Just to be clear, multiphoton processes do not change the photon energy of the light (which is what you incorrectly call "the eV of the light"). Multiphoton processes simply use multiple photons to enable processes that require higher energies than are available with a single photon.
In addition, while the pulse duration is a relevant quantity to the probability of multiphoton processes, it is not a determining quantity. What matters is the intensity (or, equivalently, the photon flux density, i.e. the number of photons passing per unit transverse area per unit time).
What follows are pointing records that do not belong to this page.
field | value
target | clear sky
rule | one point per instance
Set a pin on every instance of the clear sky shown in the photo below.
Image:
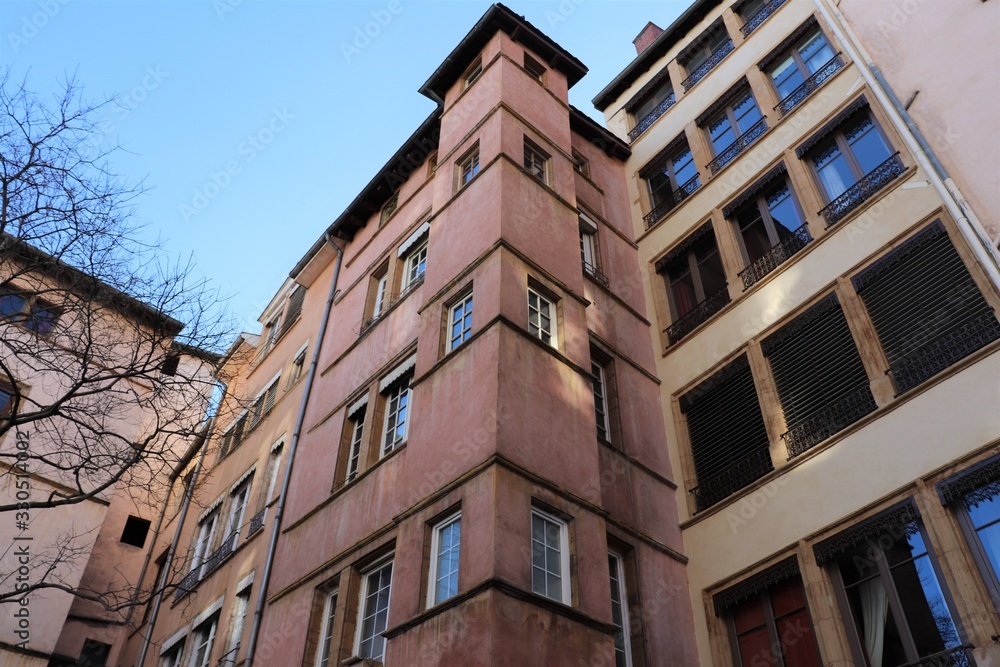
(255, 122)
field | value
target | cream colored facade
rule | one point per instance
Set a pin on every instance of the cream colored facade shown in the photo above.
(902, 449)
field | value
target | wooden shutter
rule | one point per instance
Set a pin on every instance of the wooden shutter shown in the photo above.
(728, 439)
(926, 308)
(821, 380)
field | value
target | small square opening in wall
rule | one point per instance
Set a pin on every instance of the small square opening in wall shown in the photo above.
(135, 531)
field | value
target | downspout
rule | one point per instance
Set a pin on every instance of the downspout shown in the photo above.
(161, 585)
(283, 496)
(971, 229)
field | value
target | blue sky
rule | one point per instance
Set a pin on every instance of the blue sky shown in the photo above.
(255, 122)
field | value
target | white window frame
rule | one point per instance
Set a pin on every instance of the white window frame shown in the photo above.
(435, 566)
(619, 575)
(552, 316)
(365, 582)
(466, 328)
(566, 587)
(325, 643)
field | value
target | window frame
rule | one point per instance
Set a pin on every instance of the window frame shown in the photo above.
(434, 567)
(566, 588)
(366, 575)
(553, 318)
(465, 303)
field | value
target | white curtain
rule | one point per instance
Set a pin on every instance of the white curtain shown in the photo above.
(874, 610)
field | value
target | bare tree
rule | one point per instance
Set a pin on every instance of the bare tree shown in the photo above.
(106, 347)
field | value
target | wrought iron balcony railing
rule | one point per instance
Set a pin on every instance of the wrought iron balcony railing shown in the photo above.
(793, 98)
(256, 522)
(738, 475)
(675, 198)
(651, 117)
(596, 274)
(704, 310)
(940, 353)
(832, 418)
(762, 15)
(738, 146)
(861, 191)
(775, 257)
(702, 70)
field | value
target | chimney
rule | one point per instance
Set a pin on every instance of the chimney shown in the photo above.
(646, 37)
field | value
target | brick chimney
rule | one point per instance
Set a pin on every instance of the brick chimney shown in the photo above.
(646, 37)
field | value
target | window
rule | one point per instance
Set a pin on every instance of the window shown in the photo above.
(800, 69)
(135, 531)
(974, 495)
(172, 656)
(822, 383)
(726, 430)
(769, 226)
(446, 538)
(203, 542)
(204, 637)
(468, 166)
(535, 159)
(389, 208)
(600, 400)
(534, 68)
(670, 179)
(473, 72)
(549, 557)
(374, 611)
(852, 164)
(460, 322)
(397, 413)
(542, 318)
(927, 310)
(695, 281)
(769, 621)
(701, 58)
(28, 311)
(892, 599)
(733, 127)
(324, 657)
(241, 604)
(415, 264)
(619, 611)
(357, 429)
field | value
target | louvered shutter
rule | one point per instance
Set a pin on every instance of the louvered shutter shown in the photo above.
(926, 308)
(821, 380)
(728, 439)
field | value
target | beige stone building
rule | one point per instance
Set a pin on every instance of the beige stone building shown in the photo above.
(824, 316)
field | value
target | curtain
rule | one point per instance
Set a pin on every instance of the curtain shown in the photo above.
(874, 610)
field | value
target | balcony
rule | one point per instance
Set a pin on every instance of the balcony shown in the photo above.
(793, 99)
(675, 198)
(697, 315)
(738, 146)
(596, 274)
(765, 12)
(733, 478)
(702, 70)
(834, 417)
(651, 117)
(775, 257)
(944, 351)
(861, 191)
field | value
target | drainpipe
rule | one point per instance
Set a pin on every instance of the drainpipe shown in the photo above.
(161, 585)
(283, 496)
(968, 225)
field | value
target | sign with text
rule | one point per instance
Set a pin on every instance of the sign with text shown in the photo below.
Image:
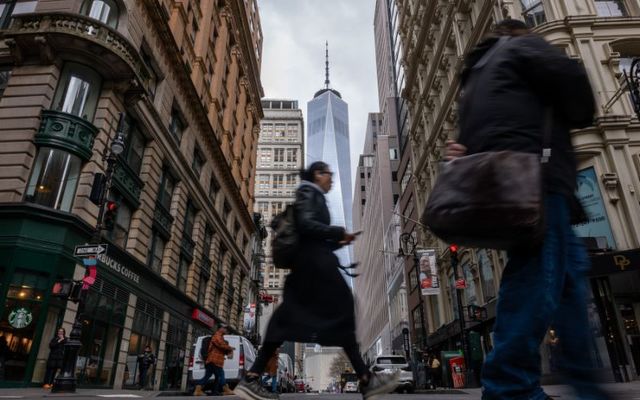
(428, 270)
(588, 192)
(90, 250)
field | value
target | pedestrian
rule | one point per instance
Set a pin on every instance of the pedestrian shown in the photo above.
(272, 372)
(4, 355)
(214, 364)
(318, 304)
(514, 84)
(436, 372)
(56, 357)
(146, 361)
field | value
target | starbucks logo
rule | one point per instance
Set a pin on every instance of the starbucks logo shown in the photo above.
(20, 318)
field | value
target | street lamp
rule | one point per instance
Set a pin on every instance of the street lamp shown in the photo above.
(65, 382)
(633, 83)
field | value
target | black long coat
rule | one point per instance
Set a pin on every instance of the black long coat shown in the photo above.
(318, 306)
(56, 353)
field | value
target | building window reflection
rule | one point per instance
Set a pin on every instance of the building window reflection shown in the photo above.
(78, 91)
(54, 179)
(105, 11)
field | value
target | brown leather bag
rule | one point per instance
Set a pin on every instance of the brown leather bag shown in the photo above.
(488, 200)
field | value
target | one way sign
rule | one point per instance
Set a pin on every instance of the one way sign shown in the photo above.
(90, 250)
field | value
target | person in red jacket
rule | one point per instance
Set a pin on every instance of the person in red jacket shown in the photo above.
(218, 349)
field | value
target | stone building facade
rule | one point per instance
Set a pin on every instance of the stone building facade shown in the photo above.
(187, 75)
(280, 158)
(605, 37)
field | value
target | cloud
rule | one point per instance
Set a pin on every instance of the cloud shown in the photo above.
(293, 56)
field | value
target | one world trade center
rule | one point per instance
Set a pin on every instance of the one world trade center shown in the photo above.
(328, 141)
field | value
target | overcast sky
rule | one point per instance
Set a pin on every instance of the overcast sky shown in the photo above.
(295, 32)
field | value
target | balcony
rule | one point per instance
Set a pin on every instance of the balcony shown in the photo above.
(47, 36)
(66, 132)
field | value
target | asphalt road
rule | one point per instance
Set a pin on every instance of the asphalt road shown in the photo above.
(618, 391)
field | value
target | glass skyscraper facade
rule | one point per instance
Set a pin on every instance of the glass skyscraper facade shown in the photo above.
(328, 141)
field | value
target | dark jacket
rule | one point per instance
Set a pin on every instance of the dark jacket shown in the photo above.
(317, 304)
(503, 102)
(56, 353)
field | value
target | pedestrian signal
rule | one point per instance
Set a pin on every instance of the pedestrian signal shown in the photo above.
(109, 218)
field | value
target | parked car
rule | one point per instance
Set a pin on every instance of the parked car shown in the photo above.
(392, 363)
(285, 374)
(235, 367)
(300, 386)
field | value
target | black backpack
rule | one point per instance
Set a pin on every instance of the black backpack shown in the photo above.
(285, 239)
(204, 349)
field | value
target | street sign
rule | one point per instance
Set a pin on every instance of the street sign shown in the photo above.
(90, 250)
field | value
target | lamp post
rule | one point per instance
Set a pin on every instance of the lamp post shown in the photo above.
(65, 382)
(408, 248)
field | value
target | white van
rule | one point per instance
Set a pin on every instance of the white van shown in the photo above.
(234, 368)
(285, 374)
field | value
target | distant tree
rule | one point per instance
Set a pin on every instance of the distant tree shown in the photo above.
(339, 365)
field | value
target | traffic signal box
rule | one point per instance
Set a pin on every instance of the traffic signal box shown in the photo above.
(109, 217)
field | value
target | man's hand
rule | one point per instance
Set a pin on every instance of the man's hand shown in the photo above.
(454, 150)
(348, 238)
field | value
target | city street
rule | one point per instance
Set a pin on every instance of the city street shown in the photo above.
(618, 391)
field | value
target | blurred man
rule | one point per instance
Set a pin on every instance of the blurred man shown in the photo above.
(512, 83)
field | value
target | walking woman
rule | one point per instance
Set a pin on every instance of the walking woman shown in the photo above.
(318, 306)
(56, 357)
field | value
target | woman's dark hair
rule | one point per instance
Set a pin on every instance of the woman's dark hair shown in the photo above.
(309, 173)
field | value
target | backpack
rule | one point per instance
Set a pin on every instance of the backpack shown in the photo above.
(285, 239)
(204, 348)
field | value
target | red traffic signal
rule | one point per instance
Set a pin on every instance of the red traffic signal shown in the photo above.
(109, 218)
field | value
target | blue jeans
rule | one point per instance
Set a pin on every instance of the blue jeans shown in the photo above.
(274, 382)
(539, 289)
(209, 370)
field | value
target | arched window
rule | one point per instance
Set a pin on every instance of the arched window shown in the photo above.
(105, 11)
(533, 12)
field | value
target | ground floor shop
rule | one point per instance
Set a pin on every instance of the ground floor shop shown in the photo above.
(614, 324)
(128, 308)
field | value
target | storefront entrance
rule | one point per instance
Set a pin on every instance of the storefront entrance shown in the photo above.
(102, 323)
(20, 323)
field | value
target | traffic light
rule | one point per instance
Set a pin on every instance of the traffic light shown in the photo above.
(99, 180)
(453, 251)
(477, 313)
(109, 217)
(62, 288)
(67, 289)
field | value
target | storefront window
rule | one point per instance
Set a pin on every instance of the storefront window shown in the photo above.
(146, 330)
(486, 274)
(19, 319)
(78, 91)
(54, 179)
(175, 352)
(102, 323)
(104, 11)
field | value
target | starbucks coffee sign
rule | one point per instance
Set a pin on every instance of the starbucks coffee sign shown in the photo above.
(20, 318)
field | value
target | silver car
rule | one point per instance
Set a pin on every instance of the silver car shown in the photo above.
(392, 363)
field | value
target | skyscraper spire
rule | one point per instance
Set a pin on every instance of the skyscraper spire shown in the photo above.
(326, 80)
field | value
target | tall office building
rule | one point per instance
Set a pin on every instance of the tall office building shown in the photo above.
(187, 74)
(328, 141)
(280, 149)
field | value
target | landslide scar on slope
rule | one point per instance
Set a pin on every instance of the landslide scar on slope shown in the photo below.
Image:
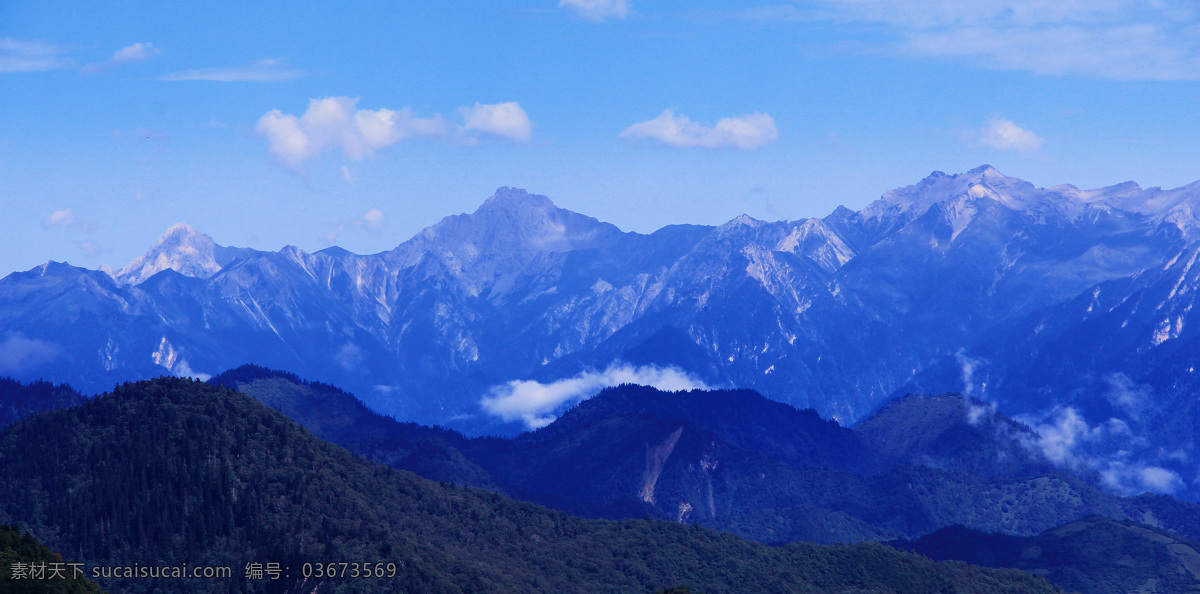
(655, 459)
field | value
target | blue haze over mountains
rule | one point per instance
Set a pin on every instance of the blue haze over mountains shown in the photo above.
(1068, 309)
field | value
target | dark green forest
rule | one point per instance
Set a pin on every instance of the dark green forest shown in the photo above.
(173, 472)
(27, 567)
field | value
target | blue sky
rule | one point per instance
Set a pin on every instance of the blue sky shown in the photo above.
(358, 124)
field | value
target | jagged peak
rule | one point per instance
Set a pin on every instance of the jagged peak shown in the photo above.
(508, 198)
(741, 221)
(180, 249)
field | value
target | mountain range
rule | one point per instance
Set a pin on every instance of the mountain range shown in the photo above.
(1067, 309)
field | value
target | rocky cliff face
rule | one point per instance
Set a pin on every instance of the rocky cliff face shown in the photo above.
(837, 313)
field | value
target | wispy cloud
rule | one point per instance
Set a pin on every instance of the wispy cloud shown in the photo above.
(67, 219)
(1105, 39)
(747, 132)
(535, 403)
(24, 55)
(133, 53)
(1002, 135)
(268, 70)
(371, 221)
(1068, 441)
(501, 120)
(598, 10)
(337, 124)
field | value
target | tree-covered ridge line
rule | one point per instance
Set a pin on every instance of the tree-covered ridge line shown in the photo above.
(27, 567)
(19, 400)
(180, 472)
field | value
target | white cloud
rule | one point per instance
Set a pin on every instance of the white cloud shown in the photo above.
(372, 220)
(22, 55)
(21, 354)
(267, 70)
(1135, 479)
(90, 249)
(67, 219)
(598, 10)
(135, 53)
(1002, 135)
(1107, 39)
(535, 403)
(1069, 442)
(335, 123)
(501, 120)
(747, 132)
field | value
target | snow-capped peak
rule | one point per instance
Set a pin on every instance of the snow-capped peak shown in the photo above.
(181, 249)
(983, 181)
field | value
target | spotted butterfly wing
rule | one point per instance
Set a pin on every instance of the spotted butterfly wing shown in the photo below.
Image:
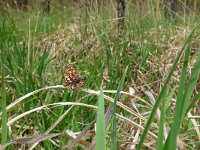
(72, 79)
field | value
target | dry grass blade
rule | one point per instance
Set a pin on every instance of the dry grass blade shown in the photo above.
(108, 116)
(31, 139)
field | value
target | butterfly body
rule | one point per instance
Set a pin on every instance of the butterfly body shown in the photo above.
(73, 79)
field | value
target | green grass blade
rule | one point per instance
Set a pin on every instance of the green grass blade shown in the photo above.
(100, 135)
(182, 101)
(169, 98)
(159, 144)
(171, 141)
(191, 86)
(160, 96)
(113, 138)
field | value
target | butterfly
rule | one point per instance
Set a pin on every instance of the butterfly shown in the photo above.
(72, 79)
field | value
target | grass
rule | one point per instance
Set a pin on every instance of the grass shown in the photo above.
(41, 113)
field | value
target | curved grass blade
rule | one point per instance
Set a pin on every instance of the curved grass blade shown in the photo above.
(113, 138)
(161, 94)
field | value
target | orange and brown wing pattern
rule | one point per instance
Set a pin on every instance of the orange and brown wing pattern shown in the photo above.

If you don't know the pulse energy and the focal-spot waist, the pulse duration is useless in finding it.
And, as mentioned in a previous answer, if what you want is to observe the sparks and pops of optical breakdown in air, the seed of the process might be multiphoton ionization, but the bulk of the ionization and plasma creation is via collisional ionization in an avalanche process where ionized electrons hit other molecules and knock other electrons out. (Just to be explicit about this: this is not what's normally understood by a multiphoton process.) As with multiphoton ionization, the pulse duration is relevant but it is not the only quantity of interest.
And as for this,
help me by seeing how I'm going about this
we can't help until you say what "this" is and what you actually want to achieve. If all you want is to see pretty sparks then just come out and say so straight-up, instead of continuously beating around the bush with questions that don't actually address what you really want to know.